Townsend founder’s final sell-down

After 34 years, Terry Ahern is getting ready to fully relinquish ownership of his Cleveland, Ohio-based real assets investment management and advisory firm, The Townsend Group.

Last month, London-based professional services firm Aon agreed to acquire a 100 percent interest in Townsend for $475 million. The deal is expected to close over the next six months.

Colony Northstar currently owns an 85 percent stake in the company, while the remainder is held by Townsend employees. Ahern is the only Townsend professional who holds a stake of 5 percent or more in the firm, according to documents from the Santa Barbara County Employees Retirement System.

The transaction marks the second time Townsend has traded in as many years – and the third time that Ahern and the firm’s other employees would be selling interests in the firm.

Townsend, which was founded by Ahern and Kevin Lynch in 1983, first sold a reported 70 percent stake to Chicago-based private equity firm GTCR in August 2011. Prior to the sale, the firm’s largest owners were Ahern, with a stake of between 50 percent and 75 percent; and Lynch, with a stake of between 25 percent and 50 percent, according to an October 2010 filing with the Securities and Exchange Commission.

In October 2015, NorthStar Asset Management, one of the predecessor entities of Colony NorthStar, agreed to acquire an approximately 85 percent interest in Townsend.

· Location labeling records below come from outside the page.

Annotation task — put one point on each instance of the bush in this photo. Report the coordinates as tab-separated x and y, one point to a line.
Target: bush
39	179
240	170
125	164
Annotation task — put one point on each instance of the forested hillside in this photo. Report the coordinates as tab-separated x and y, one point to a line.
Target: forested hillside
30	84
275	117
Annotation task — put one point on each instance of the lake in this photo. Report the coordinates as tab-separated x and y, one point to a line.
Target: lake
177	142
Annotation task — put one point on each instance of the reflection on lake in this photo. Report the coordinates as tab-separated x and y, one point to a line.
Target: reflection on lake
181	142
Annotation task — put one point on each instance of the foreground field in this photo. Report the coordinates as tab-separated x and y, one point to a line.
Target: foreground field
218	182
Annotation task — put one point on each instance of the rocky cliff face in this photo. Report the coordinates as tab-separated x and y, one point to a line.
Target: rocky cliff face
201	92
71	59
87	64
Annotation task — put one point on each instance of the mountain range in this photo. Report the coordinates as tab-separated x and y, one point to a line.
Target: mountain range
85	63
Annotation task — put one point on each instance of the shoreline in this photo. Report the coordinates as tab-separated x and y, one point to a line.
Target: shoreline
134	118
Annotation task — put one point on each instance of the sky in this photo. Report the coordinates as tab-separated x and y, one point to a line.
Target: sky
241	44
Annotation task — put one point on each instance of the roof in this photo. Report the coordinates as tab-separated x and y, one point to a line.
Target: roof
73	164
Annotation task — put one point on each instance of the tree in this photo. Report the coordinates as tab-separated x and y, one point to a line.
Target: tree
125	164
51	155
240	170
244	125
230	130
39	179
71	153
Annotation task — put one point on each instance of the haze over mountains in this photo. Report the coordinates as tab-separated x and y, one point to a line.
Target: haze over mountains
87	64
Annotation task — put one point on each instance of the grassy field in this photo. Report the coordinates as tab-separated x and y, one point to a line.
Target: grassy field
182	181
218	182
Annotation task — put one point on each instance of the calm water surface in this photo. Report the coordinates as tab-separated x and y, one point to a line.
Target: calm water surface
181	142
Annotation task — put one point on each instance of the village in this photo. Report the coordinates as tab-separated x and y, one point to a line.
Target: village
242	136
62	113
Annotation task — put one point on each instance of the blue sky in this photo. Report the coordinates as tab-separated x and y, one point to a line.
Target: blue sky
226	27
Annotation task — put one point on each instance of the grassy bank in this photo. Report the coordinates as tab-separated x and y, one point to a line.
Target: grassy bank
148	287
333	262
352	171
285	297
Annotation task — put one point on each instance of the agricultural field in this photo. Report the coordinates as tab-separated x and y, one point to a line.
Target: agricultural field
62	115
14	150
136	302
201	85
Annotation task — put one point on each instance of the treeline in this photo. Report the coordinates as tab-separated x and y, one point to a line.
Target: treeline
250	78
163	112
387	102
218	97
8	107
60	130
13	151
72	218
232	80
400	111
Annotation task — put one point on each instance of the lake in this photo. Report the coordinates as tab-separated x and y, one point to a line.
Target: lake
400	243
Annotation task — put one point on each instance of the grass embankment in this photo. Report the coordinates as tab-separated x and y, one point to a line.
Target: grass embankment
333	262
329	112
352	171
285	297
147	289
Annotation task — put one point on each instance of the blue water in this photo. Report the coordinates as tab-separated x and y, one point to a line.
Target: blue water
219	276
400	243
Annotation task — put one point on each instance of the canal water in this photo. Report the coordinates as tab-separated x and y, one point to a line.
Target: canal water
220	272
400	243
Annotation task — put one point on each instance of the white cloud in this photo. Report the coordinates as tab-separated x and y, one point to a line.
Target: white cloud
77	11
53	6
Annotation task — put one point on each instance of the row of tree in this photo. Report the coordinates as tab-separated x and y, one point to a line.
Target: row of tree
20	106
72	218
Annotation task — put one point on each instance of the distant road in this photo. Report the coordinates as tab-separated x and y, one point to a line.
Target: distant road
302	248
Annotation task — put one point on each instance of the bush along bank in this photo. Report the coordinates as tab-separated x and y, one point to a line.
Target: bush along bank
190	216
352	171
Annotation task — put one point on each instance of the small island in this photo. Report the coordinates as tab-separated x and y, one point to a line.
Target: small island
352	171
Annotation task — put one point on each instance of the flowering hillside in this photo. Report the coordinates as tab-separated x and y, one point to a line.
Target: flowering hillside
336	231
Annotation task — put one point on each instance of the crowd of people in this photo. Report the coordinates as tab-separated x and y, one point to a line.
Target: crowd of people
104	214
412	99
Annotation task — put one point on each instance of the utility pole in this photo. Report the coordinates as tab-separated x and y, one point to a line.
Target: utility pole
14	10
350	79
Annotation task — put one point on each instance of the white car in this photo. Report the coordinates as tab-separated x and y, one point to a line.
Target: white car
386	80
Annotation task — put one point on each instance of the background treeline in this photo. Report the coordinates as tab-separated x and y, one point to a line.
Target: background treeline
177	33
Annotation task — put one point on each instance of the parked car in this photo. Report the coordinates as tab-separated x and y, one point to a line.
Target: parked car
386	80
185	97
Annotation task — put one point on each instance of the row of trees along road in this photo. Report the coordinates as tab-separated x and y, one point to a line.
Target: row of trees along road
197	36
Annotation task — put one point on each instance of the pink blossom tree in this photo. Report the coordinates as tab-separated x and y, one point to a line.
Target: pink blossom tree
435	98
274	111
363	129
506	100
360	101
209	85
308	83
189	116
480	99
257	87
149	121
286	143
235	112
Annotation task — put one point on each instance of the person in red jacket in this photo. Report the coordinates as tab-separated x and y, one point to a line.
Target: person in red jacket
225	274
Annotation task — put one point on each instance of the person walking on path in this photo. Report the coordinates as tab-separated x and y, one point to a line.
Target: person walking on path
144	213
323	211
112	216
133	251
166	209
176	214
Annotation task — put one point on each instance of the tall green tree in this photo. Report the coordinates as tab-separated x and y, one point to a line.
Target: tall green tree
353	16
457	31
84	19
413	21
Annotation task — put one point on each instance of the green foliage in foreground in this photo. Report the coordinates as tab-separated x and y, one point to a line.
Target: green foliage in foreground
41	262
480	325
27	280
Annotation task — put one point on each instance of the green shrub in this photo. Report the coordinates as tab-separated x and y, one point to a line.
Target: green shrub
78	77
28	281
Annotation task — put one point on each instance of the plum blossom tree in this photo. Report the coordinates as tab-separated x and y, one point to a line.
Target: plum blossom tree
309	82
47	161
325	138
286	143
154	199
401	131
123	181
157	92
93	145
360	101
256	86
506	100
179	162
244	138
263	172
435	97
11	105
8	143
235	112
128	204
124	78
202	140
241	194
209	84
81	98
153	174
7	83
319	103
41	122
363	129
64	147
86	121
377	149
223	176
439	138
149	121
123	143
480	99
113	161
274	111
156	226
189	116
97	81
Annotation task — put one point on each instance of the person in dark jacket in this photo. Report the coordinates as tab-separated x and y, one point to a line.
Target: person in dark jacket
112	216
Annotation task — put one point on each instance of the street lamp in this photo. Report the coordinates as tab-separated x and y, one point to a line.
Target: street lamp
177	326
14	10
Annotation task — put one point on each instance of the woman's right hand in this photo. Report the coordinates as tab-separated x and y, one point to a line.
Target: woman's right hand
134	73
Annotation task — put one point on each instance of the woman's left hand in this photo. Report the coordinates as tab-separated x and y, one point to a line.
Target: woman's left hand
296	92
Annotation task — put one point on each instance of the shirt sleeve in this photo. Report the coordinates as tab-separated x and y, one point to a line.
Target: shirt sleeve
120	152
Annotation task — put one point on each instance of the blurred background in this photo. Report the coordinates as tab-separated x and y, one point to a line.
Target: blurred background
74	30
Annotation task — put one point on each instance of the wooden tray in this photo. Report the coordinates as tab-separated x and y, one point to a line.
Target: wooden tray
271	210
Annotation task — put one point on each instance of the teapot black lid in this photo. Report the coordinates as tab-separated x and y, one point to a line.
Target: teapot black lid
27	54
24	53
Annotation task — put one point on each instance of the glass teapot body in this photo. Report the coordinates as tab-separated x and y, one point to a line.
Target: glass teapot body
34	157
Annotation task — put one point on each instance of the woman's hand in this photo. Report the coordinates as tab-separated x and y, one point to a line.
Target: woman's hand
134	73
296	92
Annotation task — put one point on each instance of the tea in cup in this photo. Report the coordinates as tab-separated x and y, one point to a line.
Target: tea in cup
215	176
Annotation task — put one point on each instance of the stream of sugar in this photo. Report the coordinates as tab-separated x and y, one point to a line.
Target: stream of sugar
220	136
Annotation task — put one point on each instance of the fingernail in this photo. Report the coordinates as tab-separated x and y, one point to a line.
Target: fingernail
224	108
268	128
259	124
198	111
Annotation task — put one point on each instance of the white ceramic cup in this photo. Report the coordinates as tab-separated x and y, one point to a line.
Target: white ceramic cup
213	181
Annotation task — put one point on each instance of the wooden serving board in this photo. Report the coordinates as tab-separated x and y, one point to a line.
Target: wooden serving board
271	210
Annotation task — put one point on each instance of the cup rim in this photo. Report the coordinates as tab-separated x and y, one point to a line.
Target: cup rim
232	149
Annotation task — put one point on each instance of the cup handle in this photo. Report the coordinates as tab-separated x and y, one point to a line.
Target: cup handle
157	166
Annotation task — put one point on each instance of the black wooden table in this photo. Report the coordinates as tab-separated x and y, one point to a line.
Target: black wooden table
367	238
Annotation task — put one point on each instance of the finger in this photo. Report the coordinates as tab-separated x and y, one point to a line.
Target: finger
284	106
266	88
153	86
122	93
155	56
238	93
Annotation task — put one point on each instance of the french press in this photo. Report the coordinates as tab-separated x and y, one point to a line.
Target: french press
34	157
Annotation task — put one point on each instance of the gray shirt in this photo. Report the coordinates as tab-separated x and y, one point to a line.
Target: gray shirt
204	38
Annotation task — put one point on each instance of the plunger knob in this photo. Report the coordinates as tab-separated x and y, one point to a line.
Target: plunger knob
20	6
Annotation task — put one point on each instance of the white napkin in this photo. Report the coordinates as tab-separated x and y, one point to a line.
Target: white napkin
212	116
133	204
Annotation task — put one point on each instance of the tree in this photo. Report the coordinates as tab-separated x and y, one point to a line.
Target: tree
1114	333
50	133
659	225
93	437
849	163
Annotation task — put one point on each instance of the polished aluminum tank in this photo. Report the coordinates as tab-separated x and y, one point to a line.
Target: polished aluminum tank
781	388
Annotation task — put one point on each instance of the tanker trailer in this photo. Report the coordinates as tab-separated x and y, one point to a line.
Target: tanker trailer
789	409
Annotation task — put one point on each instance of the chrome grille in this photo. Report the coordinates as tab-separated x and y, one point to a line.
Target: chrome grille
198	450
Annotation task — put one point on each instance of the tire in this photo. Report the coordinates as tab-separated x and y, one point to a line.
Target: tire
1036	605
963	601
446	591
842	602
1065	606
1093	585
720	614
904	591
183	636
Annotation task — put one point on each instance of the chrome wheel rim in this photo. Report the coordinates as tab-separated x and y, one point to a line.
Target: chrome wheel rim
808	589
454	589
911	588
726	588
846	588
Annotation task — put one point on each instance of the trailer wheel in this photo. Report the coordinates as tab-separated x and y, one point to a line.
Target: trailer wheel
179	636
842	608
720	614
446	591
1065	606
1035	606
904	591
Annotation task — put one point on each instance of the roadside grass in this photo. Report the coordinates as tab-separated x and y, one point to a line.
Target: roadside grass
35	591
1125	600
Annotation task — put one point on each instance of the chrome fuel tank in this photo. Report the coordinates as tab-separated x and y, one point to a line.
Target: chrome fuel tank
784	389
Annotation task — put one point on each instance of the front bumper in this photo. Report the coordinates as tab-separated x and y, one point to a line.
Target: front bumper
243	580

The latter firm’s employees, meanwhile, sold an additional 15 percent stake to its new majority owner.

Townsend is considered one of the biggest and most influential names in the real estate advisory space, with $175.7 billion in assets under advisement and $14.5 billion in assets under management as of December 31. The firm would become part of Aon’s already sizable investment business, which currently advises on $4.2 trillion of assets – of which more than $33 billion is in real estate – and manages more than $100 billion of assets globally.

While Ahern would no longer have a financial interest in Townsend after the latest sale closes, he is expected to remain actively involved in the business as head of real estate and real assets investment services for Aon. The latter company already has a dedicated real estate team of 11 professionals led by partners and co-heads of global real estate Catherine Polleys and Nick Duff, according to a February presentation to the Employees Retirement System of Texas.

As for Townsend, it has 101 staff across its four offices in Cleveland, San Francisco, London and Hong Kong, with 70 in investment or executive management positions, according to the SBCERS documents.

It was unclear how staffing and responsibilities would change once the two teams combine. “In terms of the team structure, right now, we are focused on closing the deal and then will focus on integrating the two teams,” an Aon spokeswoman wrote in an email to PERE.

In acquiring Townsend, Aon also would inherit the firm’s perceived conflicts in having both an investment and an advisory business, as well as a lawsuit that former client Dallas Police and Fire Pension System filed against Townsend late last month.

Some investors were still processing the news of the deal and its implications at press time. “We are still learning how this will unfold,” one Aon real estate client told PERE. “In the meantime, we continue to work with Aon on sourcing and committing to real estate funds.”